Hot Shot!

Season Information
- Year: 2009-2010
- Number of Qualifying Tournaments: 12
- Number of Championship Tournaments: 46
- Championship location: Georgia Dome, Atlanta

Awards
- Inspire Award winner: Rock ‘n Roll Robots - 25
- Rockwell Collins Innovate Award winner: Euler’s Number Pi the Speed of Light - 3595
- Motivate Award winner: Team Tiki - 2859
- Connect Award Winner: Team Unlimited - 1
- PTC Design Award Winner: Roberts Creek Xtreme Robotic Minds - 245
- Champions: Smoke and Mirrors - 2868 Under the Son - 2843 GForce - 3864

Links
- Website: http://www.usfirst.org/roboticsprograms/ftc

= Hot Shot! =

Hot Shot! is the robotics competition event in the 2009-2010 FIRST Tech Challenge.
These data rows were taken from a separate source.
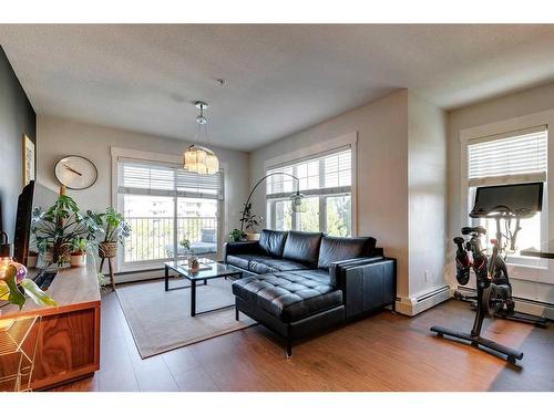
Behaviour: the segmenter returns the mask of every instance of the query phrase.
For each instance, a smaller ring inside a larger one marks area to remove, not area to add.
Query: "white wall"
[[[501,96],[494,100],[490,100],[476,105],[471,105],[461,110],[452,111],[449,114],[449,147],[448,147],[448,162],[449,162],[449,226],[448,226],[448,239],[449,241],[456,235],[459,235],[461,226],[463,226],[462,218],[462,204],[465,200],[462,199],[461,195],[461,151],[462,145],[460,143],[460,132],[462,131],[490,131],[491,127],[502,125],[522,125],[524,120],[537,120],[540,123],[551,123],[548,118],[551,115],[545,115],[548,111],[554,110],[554,84],[548,84],[531,90],[526,90],[519,93],[513,93],[510,95]],[[554,118],[552,120],[552,125],[548,134],[548,166],[553,166],[554,163]],[[554,191],[553,191],[553,168],[548,170],[548,216],[554,217]],[[551,231],[548,239],[554,238],[554,224],[550,225]],[[452,284],[455,286],[455,280],[453,279],[453,256],[454,246],[453,243],[448,245],[448,263],[452,263],[449,268],[449,279]],[[514,295],[526,298],[531,300],[537,300],[546,303],[554,303],[554,284],[520,280],[515,279],[522,272],[531,276],[535,280],[543,280],[551,278],[553,273],[554,263],[551,261],[548,263],[547,270],[533,270],[533,269],[522,269],[511,267],[511,278],[513,284]],[[514,278],[515,277],[515,278]],[[554,279],[552,279],[554,281]]]
[[[250,154],[254,184],[265,175],[265,160],[357,132],[357,234],[377,238],[386,253],[398,259],[399,294],[408,292],[407,113],[408,92],[400,91]],[[265,214],[265,196],[259,188],[256,211]]]
[[[409,298],[444,288],[447,113],[410,92],[408,101]]]
[[[151,136],[117,128],[79,123],[74,121],[38,116],[37,134],[41,145],[38,147],[38,180],[50,189],[58,190],[54,177],[55,163],[65,155],[78,154],[91,159],[99,169],[94,186],[84,190],[68,190],[82,210],[104,210],[112,204],[112,157],[110,147],[122,147],[143,152],[181,155],[191,144],[157,136]],[[248,191],[248,154],[227,148],[213,147],[220,162],[226,165],[225,198],[227,222],[225,235],[238,226],[240,207]]]

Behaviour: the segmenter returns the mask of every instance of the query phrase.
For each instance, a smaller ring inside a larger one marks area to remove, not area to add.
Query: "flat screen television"
[[[515,217],[532,217],[543,208],[542,181],[517,185],[478,187],[472,218],[511,214]]]

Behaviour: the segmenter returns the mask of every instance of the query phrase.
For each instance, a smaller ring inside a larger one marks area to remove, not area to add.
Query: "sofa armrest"
[[[257,240],[249,240],[246,242],[225,242],[223,245],[223,260],[227,262],[228,255],[239,253],[259,253],[259,242]]]
[[[341,261],[329,269],[331,282],[342,290],[347,319],[392,304],[397,298],[397,260],[370,257]]]

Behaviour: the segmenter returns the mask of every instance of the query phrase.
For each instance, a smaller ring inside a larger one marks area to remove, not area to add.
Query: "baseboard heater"
[[[476,294],[476,290],[474,288],[469,288],[469,287],[458,286],[458,291]],[[512,298],[515,300],[516,311],[522,311],[527,314],[533,314],[537,317],[544,317],[548,320],[554,319],[554,304],[550,302],[524,299],[515,295],[513,295]]]
[[[450,287],[449,286],[443,286],[440,287],[433,291],[425,292],[424,294],[421,294],[419,297],[416,297],[416,303],[420,303],[422,301],[429,300],[431,297],[442,294],[444,292],[449,291],[450,292]]]

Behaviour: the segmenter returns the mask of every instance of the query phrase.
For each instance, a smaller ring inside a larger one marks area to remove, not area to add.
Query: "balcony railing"
[[[132,234],[125,239],[124,262],[156,261],[174,258],[174,227],[172,217],[127,217]],[[197,255],[214,253],[217,250],[217,218],[177,218],[177,255],[184,255],[178,242],[191,241]]]

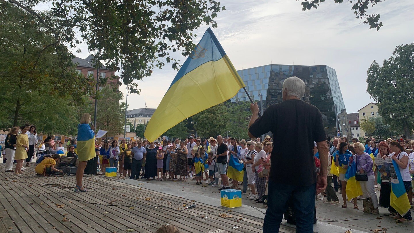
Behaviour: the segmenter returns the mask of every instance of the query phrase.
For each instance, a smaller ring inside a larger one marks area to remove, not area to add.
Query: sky
[[[383,26],[379,31],[360,24],[352,4],[333,0],[317,9],[302,11],[295,0],[222,0],[226,10],[217,14],[212,29],[237,70],[270,64],[327,65],[336,70],[348,113],[357,112],[374,102],[366,92],[367,70],[374,60],[380,65],[392,55],[395,46],[414,41],[414,1],[388,0],[368,10],[379,13]],[[196,44],[209,26],[195,32]],[[80,45],[79,57],[89,52]],[[75,51],[77,48],[74,49]],[[179,58],[181,63],[185,58]],[[168,63],[137,81],[140,95],[128,96],[128,110],[156,108],[177,71]],[[126,88],[120,87],[124,94]]]

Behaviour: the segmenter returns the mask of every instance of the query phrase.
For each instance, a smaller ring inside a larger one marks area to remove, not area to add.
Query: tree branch
[[[29,8],[26,7],[23,4],[20,3],[19,2],[17,2],[17,1],[15,1],[14,0],[7,0],[9,1],[9,2],[12,3],[13,3],[15,5],[17,5],[17,6],[21,7],[22,9],[24,9],[27,12],[35,15],[36,17],[37,17],[38,19],[39,19],[39,21],[40,21],[40,22],[42,24],[44,25],[45,27],[49,29],[49,30],[50,30],[52,32],[53,32],[53,34],[55,35],[55,38],[56,39],[58,39],[58,38],[59,37],[58,33],[56,32],[55,30],[54,29],[53,29],[53,27],[51,27],[49,26],[48,24],[46,23],[46,22],[45,22],[44,20],[43,20],[43,19],[42,18],[42,17],[40,15],[38,14],[37,12],[36,12],[34,11],[34,10]]]

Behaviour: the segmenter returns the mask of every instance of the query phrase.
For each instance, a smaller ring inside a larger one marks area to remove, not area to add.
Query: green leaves
[[[297,0],[301,1],[301,4],[303,7],[302,10],[310,10],[313,8],[316,9],[320,2],[325,2],[325,0]],[[342,3],[343,2],[343,0],[334,0],[334,2],[335,3]],[[349,0],[348,2],[350,3],[352,3],[352,1]],[[351,9],[354,10],[354,13],[356,15],[356,19],[360,19],[360,22],[369,25],[370,29],[376,28],[377,31],[378,31],[383,26],[383,23],[379,22],[380,14],[368,15],[366,13],[366,10],[368,9],[370,6],[373,7],[380,2],[381,0],[357,0],[354,3]],[[363,19],[365,19],[366,20],[363,21]]]
[[[380,114],[406,138],[414,129],[413,54],[414,43],[397,46],[382,66],[373,61],[366,80],[367,91],[378,102]]]

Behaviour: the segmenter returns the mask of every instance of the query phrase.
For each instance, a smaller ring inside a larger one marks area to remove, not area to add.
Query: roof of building
[[[364,107],[368,106],[368,105],[371,104],[375,104],[375,105],[377,105],[377,103],[374,103],[373,102],[371,102],[371,103],[368,104],[367,104],[367,105],[365,105],[365,106],[362,107],[362,108],[361,108],[361,109],[363,109],[363,108],[364,108]],[[358,112],[359,112],[360,111],[361,111],[361,109],[359,110]]]
[[[94,58],[94,55],[93,54],[90,54],[88,57],[85,59],[82,59],[80,58],[78,58],[76,57],[72,59],[72,61],[73,63],[75,64],[77,64],[78,66],[81,66],[82,67],[87,67],[87,68],[92,68],[94,69],[95,69],[94,67],[94,63],[91,61],[92,59]],[[104,65],[102,63],[100,63],[101,66],[99,68],[100,69],[105,69],[106,70],[108,69],[108,68],[105,67]]]
[[[127,111],[127,117],[128,115],[136,114],[153,114],[156,109],[154,108],[137,108],[132,110]]]

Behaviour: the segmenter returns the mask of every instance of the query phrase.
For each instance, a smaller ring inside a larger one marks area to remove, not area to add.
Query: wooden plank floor
[[[35,165],[17,176],[5,172],[0,164],[0,232],[150,233],[168,224],[182,233],[262,232],[260,218],[125,184],[102,173],[85,175],[88,192],[75,193],[74,176],[41,177]],[[183,210],[193,204],[196,208]],[[222,213],[233,217],[221,218]],[[295,230],[281,226],[280,232]]]

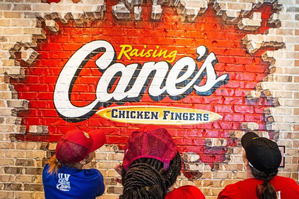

Two teams compete to score points by depositing whiffle balls into designated areas.

==Game Overview==
===Field Description===
Hot Shot! is played by four robots on a 12 foot by 12 foot field. Robots are paired together to form red and blue alliances of two teams each. Each alliance starts on a different side of the field, in spots designated by red and blue taped off squares.
There are 3 goal areas, the low goal, the high goal, and the off field goal. The low goal and the high goal are centered on the field. The high goal has a pivot bar that allows it to be spun by a robot contacting the spin bar. The off field goal is four feet from the field.
There are ball dispensers made out of PVC pipe, full of balls, at each corner of the field. There is a wooden deflector beneath each of the dispensers, angled toward the center of the field that makes the balls roll in different directions. The balls are released from the chutes by a pivoting trigger.

===Round Timing===
Each round lasts two and a half minutes. The first 30 seconds are composed of an autonomous period, where the robots are controlled completely by a program on the NXT. The next 2 minutes are a "Teleop," or remote controlled period where the robots are controlled remotely through the Bluetooth on the NXT. The last 30 seconds of the teleop period are known as the end game.

===Scoring===
The off field goal can only be scored in during the end game.
The following points are awarded for normal white balls in each of the corresponding goals:

| Goal | Points |
|---|---|
| Low Goal | 1 |
| High Goal | 5 |
| Off Field Goal | 10 |

Yellow curve balls double the score in the goal that they are scored in. They can be released by the team captain during the end game.